Virulence of C. neoformans is consequent to polysaccharide capsule [6] which can be visualized with light microscopy using India ink, mucicarmine or Periodic acid Schiff (PAS) stain with high specificity (97%) but poor sensitivity (73%) [7]. Etiology of Cryptococcus neoformans in index case was established on the basis of phenotypic and biochemical characteristics alone and techniques such as PCR and MALDI-TOF couldn’t be done due to financial constraints.
The in vitro activity of antifungal agents was determined by the Etest (AB Biodisk, Solna, Sweden) in accordance with the manufacturer’s instructions. MICs for the isolate were: Amphotericin B - 0.250 μg/mL, Fluconazole - 2 μg/mL, Itraconazole - 0.250 μg/mL, voriconazole - 0.1250 μg/mL.
Target next generation sequencing did not reveal any pathogenic variants. However, deeper intronic variants which may be pathogenic are not detected by this method and require a whole genome sequencing (WGS) of the patient along with parents. Other family members of the index patient were not affected, nevertheless WGS could not be performed due to financial constraints. Likewise phenocopies of genetic defects in IFNGR1, IFNGR2, IL12RB1, IL12RB2, IL12A (p35 subunit), IL12B (p40 subunit) due to autoantibodies to IFNγ, IL12p35 or IL12p40 have also been reported to be associated with MSMD however, could not be tested owing to financial constraints. The IL12RB1 gene is enriched for alu repeat sequences (44.7% compared to 25.8% for Chromosome 19 and 10.5% of the entire human genome). Enrichment for these alu repeats in the IL12RB1 gene predisposes to genomic instability leading to significant increase in copy number variations [8].

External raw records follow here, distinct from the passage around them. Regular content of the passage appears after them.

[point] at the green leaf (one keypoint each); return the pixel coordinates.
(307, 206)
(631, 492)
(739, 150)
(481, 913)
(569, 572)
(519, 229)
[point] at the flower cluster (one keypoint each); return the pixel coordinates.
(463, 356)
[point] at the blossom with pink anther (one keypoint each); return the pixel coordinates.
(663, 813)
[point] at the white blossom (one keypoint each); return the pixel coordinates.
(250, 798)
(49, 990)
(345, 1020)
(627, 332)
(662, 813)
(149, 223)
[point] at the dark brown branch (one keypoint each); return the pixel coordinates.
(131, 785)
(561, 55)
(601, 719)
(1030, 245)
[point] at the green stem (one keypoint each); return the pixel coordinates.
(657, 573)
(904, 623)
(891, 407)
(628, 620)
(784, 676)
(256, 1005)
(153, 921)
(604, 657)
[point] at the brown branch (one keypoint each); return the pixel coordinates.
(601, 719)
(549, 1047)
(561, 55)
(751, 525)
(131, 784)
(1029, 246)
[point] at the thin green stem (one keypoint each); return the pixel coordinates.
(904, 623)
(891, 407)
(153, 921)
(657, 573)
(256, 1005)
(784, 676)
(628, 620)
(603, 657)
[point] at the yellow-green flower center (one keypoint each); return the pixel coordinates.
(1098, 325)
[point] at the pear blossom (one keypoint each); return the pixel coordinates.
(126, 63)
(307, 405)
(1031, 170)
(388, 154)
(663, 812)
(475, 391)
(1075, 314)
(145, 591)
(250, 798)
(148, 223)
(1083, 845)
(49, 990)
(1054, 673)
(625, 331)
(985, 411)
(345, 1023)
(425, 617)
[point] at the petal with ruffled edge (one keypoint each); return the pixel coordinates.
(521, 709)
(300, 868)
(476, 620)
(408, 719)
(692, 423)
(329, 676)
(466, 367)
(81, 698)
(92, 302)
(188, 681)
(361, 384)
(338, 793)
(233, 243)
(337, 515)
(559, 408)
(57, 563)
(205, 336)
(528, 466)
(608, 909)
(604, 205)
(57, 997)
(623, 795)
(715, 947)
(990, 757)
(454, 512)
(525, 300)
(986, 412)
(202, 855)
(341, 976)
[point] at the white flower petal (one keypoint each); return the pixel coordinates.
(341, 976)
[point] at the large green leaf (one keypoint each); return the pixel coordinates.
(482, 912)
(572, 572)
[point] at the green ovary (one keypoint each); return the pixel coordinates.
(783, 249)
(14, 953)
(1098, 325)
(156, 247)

MSMD is a rare entity signifying an apparent late presentation of congenital immunodeficiency. It predisposes to infections by less virulent intra-macrophagic organisms; treatment guidelines for which are still lacking; though good response has been observed following long term appropriate anti-microbial therapy; duration of which is still debatable.